Haveria guerra mais legítima do que
aquela contra a mediocridade artística? Em meio a tantos filmes que se apóiam
em estratégias desgastadas para estabelecer suas narrativas, Bertrand Bonello
aposta na dramatização da dificuldade criativa através do processo de busca de
uma linguagem, que transforma-se numa meta-crise autobiográfica. Pois, para seu
alter-ego Bertrand, não é apenas de viver a vida que se trata. Viver seria
poder traduzir o sentimento de estar vivo em alguma espécie de expressão
estética que preencha o vazio de significação inerente à consciência da
existência. Ao dizer em determinado momento que, em seu refúgio da
regulamentação social baseada na funcionalidade, ele pratica “a existência pura”,
o personagem evidencia aquilo que o próprio processo do filme busca angustiadamente.
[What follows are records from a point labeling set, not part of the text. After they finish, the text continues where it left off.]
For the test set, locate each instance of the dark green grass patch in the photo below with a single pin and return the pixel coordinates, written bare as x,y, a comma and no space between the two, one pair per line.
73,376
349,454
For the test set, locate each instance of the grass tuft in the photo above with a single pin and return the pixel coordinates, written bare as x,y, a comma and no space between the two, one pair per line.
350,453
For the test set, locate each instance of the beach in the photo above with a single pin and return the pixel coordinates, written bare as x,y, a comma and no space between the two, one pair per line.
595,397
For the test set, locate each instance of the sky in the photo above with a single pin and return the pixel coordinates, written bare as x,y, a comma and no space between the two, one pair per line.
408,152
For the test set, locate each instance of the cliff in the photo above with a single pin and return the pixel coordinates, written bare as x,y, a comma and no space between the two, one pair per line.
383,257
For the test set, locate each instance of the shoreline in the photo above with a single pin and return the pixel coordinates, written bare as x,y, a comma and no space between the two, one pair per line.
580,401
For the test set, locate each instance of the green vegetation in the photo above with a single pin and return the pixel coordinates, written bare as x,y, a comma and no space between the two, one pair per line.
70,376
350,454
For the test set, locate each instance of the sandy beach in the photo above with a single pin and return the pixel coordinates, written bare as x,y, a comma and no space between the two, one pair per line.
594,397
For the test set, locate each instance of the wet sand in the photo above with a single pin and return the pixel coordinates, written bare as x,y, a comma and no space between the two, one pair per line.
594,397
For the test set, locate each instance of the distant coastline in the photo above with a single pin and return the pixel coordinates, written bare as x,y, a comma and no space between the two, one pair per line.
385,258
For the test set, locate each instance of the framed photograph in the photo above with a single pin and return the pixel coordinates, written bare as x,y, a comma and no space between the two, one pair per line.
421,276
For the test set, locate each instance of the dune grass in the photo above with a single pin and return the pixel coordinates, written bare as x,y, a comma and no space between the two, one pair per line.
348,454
Se conhecemos expressões dramáticas para o choro e para o riso, captar a
perplexidade de um estado sem nome, visitado pela inquietude e banhado por um êxtase
interior sem causa concreta, parece uma quimera que o cinema nunca ousa confrontar
diretamente. Pois todos os estados de graça cinematográficos que conhecemos
advêm como conseqüências de outras construções, nunca se apresentam como objeto puro.
No entanto, quando a preocupação com
o efeito paralisa o próprio fazer, como suplantar o excesso de auto-consciência
reflexiva? A guerra a ser travada é então aquela contra o próprio conhecimento
do cinema, de sua história e de suas artimanhas, pela libertação de circuitos
de pensamento viciados, que tendem a formatar as imagens a partir de uma gama
de padrões mais ou menos reconhecíveis. Ao realizar Na Guerra, Bonello
parece não apenas confrontar um estado d’alma depressivo às voltas com sua
inadequação ao meio. Pois mais do que o comentário sobre a inserção ordinária
num complexo social que tende à aniquilação das diferenças, é a própria
dificuldade do filme consigo mesmo que constitui sua linha central. Na
Guerra é um filme em luta por uma imagem, por um som, por um movimento que
o justifique como mais um filme entre tantos outros. E esta batalha,
perceptível na forma como ele se debate a cada cena para transmitir alguma
emoção que cintile, que quebre a placidez dos planos e provoque algum tipo de
faísca em quem assiste, não pressupõe necessariamente uma vitória final, mas um
processo que se desvela.
Na Guerra é o filme
problemático por excelência. Se as inspirações baratas em baluartes do mais
fino do cinema contemporâneo como Últimos Dias, de Gus Van Sant, e Mal
dos Trópicos, de Apichatpong Weerasethakul, incomodam bastante num primeiro
momento, por outro lado, é impossível não achar instigante o fato de estarem lá,
uma vez que a dificuldade em encontrar uma expressão original parece pautar o
filme do início ao fim. Da mesma forma, a auto-indulgência patente de Bonello,
especialmente no que diz respeito à montagem, que opta por não descartar planos
perfeitamente desnecessários, além de excessivos, aparentemente por capricho,
põe em evidência um autor em crise com sua própria autoralidade e, por que não
dizer, também com o seu fazer artístico-criativo.
Tateando, em busca de uma nota num
tom sublime, entre cenas perfeitamente naturalistas, como Bertrand levando suas
roupas à lavanderia, ou recebendo sua mãe em seu apartamento, e outras
totalmente oníricas, como a mulher nua com uma máscara que adentra um lago, Bonello
talvez encontre este quê a mais na intensidade cristalina de seus atores: Mathieu
Amalric, Asia Argento, Clotilde Hesmé, Guillaume Depardieu. Nos diálogos que proferem
com tamanha entrega, sublimando a articulação perfeita das palavras, somos
transportados para um outro lugar. Como na belíssima cena em que Bertrand
retorna à cidade e reencontra Louise na loja de discos; ali, algo de
outra ordem se produz: todo o circuito de expectativas de ação-reação se
dissipa por completo e uma motivação quase desconhecida vem à tona. O desejo secreto
de uma vivência compartilhada além das ações, experienciada no limite do
inteligível. Não seria este o único troféu pelo qual valeria continuar guerreando
pelo cinema, contra todos os “inimigos” neste fronte imaginário?